= Sulayman Bal =

Sulayman Baal

Shaykh Thierno Sulayman Baal (شيخ سليمان بال, c. 1720 - 1775) was an 18th-century African leader, warrior, and Islamic scholar, from the Futa Toro region in what is today Senegal who played a key role in the establishment of the Imamate of Futa Toro.

Suleyman Baal was born around 1720 in Bode. Inspired by the Jihads of Alfa Ibrahima Nuhu who led the Imamate of Futa Jallon, in 1770 Sulayman Baal led a revolt in the Fulani Denyanke kingdom and their backers among the Brakna Moors, who had a long history of dominating and pillaging Futa Toro. An assembly of Torodbe leaders announced the deposition of Sule Bubu Gaissiri, the last Denyanke king, and the introduction of a theocracy headed by an elected Imam (almami), but Baal refused the title. In 1776 he was killed in a battle against the Moors.
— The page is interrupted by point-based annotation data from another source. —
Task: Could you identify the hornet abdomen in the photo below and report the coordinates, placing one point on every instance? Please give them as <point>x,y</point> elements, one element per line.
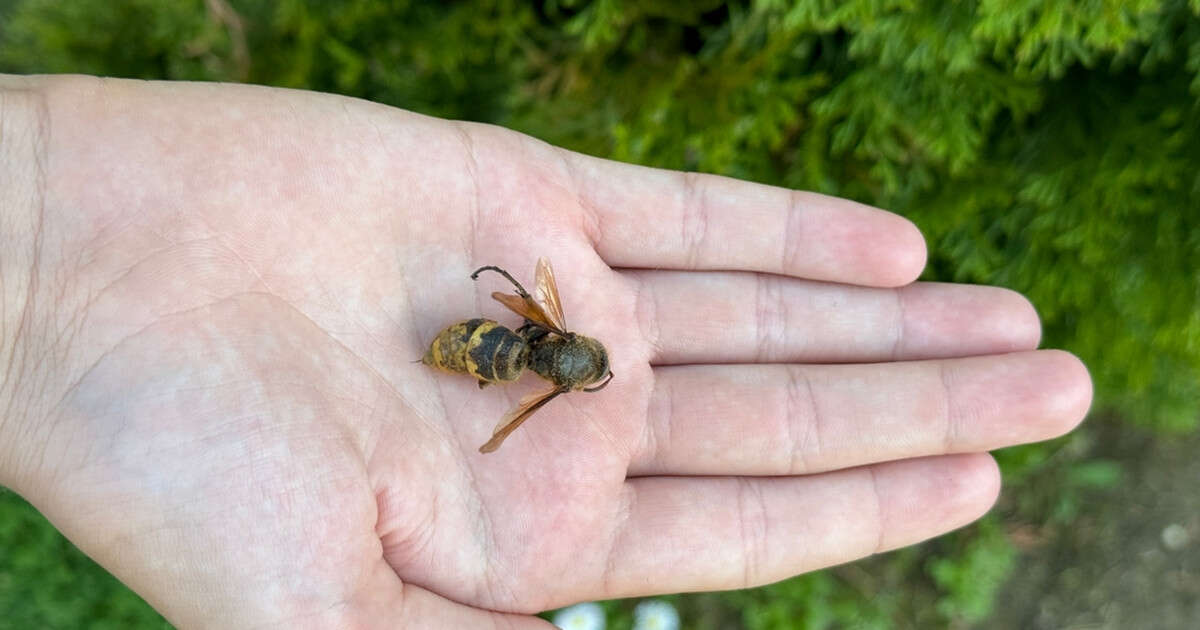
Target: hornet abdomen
<point>481,348</point>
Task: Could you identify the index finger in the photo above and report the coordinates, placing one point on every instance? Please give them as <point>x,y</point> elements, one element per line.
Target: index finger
<point>646,217</point>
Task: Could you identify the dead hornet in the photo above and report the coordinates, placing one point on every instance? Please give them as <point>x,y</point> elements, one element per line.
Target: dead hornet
<point>492,353</point>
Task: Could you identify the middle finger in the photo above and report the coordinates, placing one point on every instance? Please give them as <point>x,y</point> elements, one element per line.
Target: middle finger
<point>738,317</point>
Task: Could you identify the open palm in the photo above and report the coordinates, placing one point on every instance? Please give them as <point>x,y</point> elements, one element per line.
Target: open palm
<point>235,285</point>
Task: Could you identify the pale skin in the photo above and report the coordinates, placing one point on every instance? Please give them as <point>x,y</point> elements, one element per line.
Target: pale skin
<point>213,299</point>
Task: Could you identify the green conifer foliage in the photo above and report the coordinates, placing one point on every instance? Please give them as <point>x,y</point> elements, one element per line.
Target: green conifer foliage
<point>1053,148</point>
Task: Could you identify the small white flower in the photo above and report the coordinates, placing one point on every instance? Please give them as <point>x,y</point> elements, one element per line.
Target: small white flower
<point>588,616</point>
<point>655,615</point>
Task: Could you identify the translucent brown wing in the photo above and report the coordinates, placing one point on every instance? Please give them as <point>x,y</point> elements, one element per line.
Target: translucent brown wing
<point>546,293</point>
<point>527,309</point>
<point>519,414</point>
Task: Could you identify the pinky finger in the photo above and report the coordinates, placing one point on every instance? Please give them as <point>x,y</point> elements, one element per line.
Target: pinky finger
<point>720,533</point>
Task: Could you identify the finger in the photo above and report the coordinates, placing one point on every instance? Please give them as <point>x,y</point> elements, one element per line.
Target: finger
<point>384,601</point>
<point>778,419</point>
<point>708,318</point>
<point>643,217</point>
<point>721,533</point>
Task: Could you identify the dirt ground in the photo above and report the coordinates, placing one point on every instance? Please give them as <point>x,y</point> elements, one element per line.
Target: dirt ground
<point>1131,558</point>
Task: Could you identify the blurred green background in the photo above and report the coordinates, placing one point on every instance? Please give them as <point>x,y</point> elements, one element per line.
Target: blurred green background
<point>1053,148</point>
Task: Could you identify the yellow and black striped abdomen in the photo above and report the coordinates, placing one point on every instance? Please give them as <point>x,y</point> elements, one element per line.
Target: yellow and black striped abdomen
<point>481,348</point>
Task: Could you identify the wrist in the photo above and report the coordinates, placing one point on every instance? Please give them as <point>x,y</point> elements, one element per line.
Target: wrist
<point>22,161</point>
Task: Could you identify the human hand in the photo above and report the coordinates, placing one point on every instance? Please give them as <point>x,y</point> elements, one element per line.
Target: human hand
<point>216,293</point>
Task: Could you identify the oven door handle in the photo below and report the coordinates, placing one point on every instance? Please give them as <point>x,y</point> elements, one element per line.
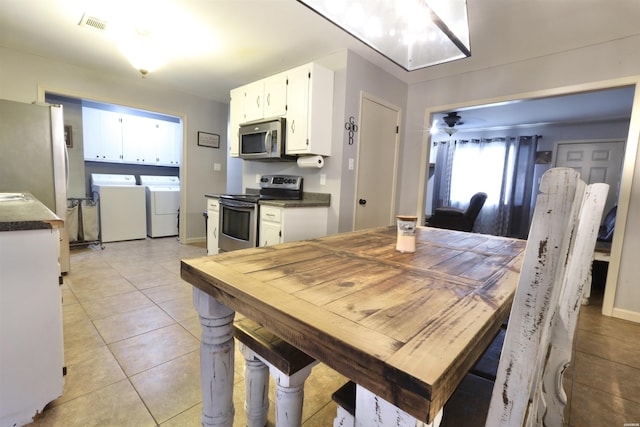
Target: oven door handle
<point>237,204</point>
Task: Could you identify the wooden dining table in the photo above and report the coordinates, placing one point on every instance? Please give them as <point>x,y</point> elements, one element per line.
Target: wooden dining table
<point>405,326</point>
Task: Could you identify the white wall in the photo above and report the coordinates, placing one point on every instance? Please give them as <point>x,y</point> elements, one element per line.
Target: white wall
<point>22,75</point>
<point>551,74</point>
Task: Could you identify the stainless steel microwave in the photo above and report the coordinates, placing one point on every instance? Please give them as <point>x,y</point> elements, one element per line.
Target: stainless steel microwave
<point>264,140</point>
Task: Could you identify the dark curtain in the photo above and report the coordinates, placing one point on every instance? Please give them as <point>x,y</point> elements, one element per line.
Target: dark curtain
<point>508,209</point>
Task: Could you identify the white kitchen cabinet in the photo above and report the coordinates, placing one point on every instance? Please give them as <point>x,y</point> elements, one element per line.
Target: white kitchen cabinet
<point>303,95</point>
<point>167,143</point>
<point>138,140</point>
<point>102,135</point>
<point>31,337</point>
<point>282,225</point>
<point>275,96</point>
<point>309,110</point>
<point>213,219</point>
<point>236,116</point>
<point>126,138</point>
<point>262,99</point>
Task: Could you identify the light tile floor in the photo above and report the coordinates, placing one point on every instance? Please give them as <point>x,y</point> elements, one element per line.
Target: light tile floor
<point>131,339</point>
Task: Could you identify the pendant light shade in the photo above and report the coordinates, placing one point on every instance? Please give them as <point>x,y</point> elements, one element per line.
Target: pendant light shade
<point>412,33</point>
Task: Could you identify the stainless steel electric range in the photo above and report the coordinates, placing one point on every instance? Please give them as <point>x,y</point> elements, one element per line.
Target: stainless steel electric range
<point>240,214</point>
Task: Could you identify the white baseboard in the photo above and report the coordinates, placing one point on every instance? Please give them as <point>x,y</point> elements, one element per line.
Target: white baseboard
<point>632,316</point>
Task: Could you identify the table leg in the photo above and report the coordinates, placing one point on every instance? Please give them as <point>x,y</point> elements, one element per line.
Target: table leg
<point>256,384</point>
<point>290,396</point>
<point>216,360</point>
<point>372,410</point>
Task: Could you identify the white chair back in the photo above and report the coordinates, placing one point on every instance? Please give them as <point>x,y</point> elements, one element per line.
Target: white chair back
<point>552,259</point>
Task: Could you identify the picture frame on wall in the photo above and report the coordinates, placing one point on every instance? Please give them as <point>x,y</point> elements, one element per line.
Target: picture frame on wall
<point>68,136</point>
<point>206,139</point>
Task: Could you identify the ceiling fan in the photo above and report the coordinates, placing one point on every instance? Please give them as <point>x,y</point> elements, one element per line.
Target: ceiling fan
<point>451,120</point>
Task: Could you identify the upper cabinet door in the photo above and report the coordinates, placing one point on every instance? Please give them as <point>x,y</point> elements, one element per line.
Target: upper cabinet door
<point>138,140</point>
<point>168,136</point>
<point>309,110</point>
<point>298,110</point>
<point>275,96</point>
<point>254,101</point>
<point>111,128</point>
<point>236,116</point>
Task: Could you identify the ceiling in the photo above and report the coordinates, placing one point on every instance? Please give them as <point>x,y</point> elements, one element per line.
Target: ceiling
<point>227,43</point>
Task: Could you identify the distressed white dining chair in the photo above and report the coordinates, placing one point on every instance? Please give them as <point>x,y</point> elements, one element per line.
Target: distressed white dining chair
<point>539,336</point>
<point>265,354</point>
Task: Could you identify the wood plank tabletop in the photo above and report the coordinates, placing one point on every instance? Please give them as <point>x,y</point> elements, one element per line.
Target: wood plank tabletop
<point>406,326</point>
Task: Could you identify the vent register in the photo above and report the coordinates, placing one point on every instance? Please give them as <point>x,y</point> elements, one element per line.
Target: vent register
<point>93,22</point>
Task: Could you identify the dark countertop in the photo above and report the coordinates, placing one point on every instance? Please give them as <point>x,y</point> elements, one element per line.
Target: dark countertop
<point>22,211</point>
<point>308,200</point>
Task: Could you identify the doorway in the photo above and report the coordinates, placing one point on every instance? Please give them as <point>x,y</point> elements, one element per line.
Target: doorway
<point>597,161</point>
<point>378,149</point>
<point>623,109</point>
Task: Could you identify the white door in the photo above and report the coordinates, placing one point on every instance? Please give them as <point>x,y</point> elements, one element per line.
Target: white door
<point>597,161</point>
<point>377,164</point>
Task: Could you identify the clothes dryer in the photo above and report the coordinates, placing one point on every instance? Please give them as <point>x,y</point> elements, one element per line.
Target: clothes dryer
<point>163,204</point>
<point>122,209</point>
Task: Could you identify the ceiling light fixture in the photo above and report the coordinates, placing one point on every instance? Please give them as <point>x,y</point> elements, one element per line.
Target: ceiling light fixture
<point>412,33</point>
<point>143,51</point>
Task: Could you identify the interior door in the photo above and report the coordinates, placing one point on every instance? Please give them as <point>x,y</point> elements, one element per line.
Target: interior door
<point>377,164</point>
<point>597,161</point>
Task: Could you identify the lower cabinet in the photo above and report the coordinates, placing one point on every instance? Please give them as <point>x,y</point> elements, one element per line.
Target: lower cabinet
<point>213,216</point>
<point>282,225</point>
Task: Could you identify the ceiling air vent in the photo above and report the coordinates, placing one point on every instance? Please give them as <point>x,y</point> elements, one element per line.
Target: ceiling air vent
<point>93,22</point>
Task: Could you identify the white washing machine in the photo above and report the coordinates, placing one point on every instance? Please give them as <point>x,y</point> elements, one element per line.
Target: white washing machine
<point>163,204</point>
<point>122,210</point>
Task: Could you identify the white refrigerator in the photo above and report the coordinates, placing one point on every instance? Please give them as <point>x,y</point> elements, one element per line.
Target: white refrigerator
<point>33,158</point>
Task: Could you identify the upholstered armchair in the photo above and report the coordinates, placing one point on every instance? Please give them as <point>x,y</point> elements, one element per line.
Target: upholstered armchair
<point>458,219</point>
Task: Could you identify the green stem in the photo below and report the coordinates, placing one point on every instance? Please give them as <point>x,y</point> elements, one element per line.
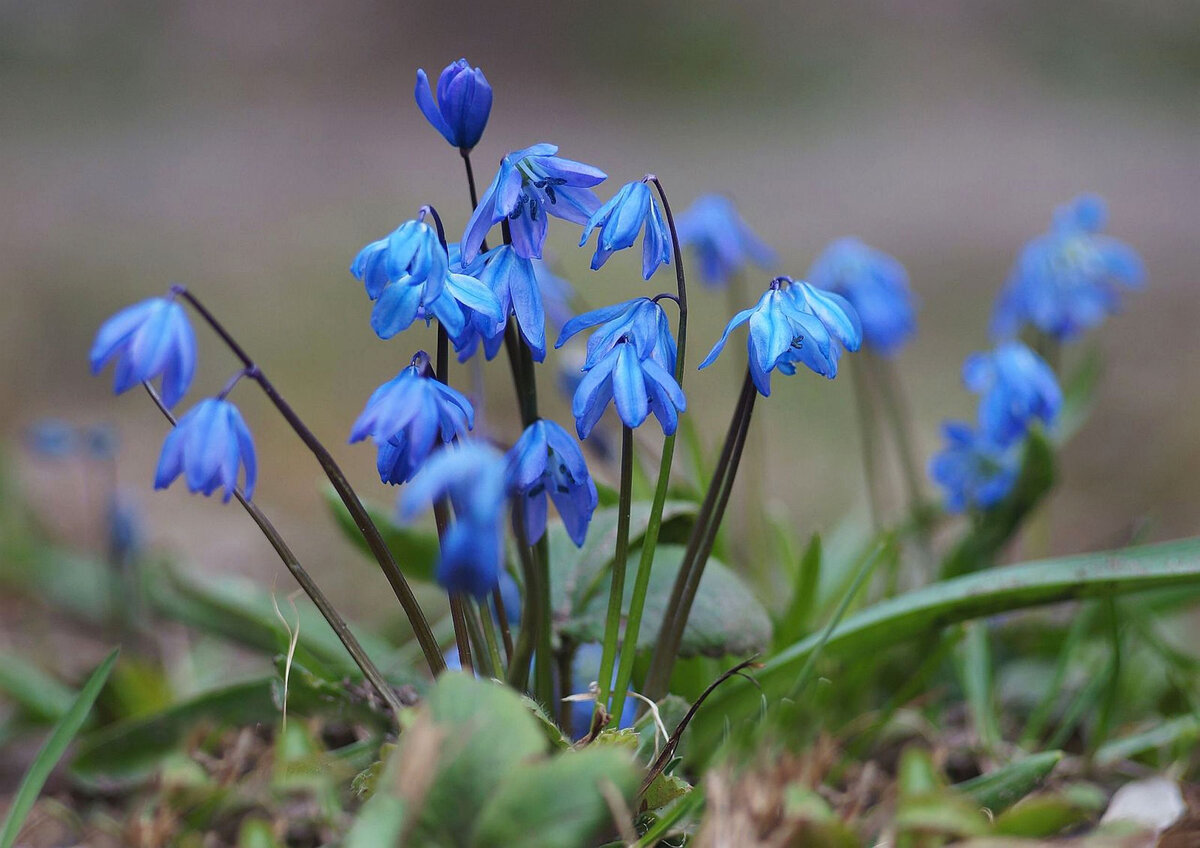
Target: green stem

Sulayman Baal was succeeded by Abd al-Qadir who consolidated the Futa Toro state, created a military and clerical aristocracy, and became one of the first of many West African leaders to take the title almami. In 1796, his army was defeated during the battle of Bounghoy by the Cayor kingdom led by the Damel Amary Ngoné Ndella Fall. Abd al-Qādir was killed in 1807, to be replaced by a less oligarchic council of clan leaders.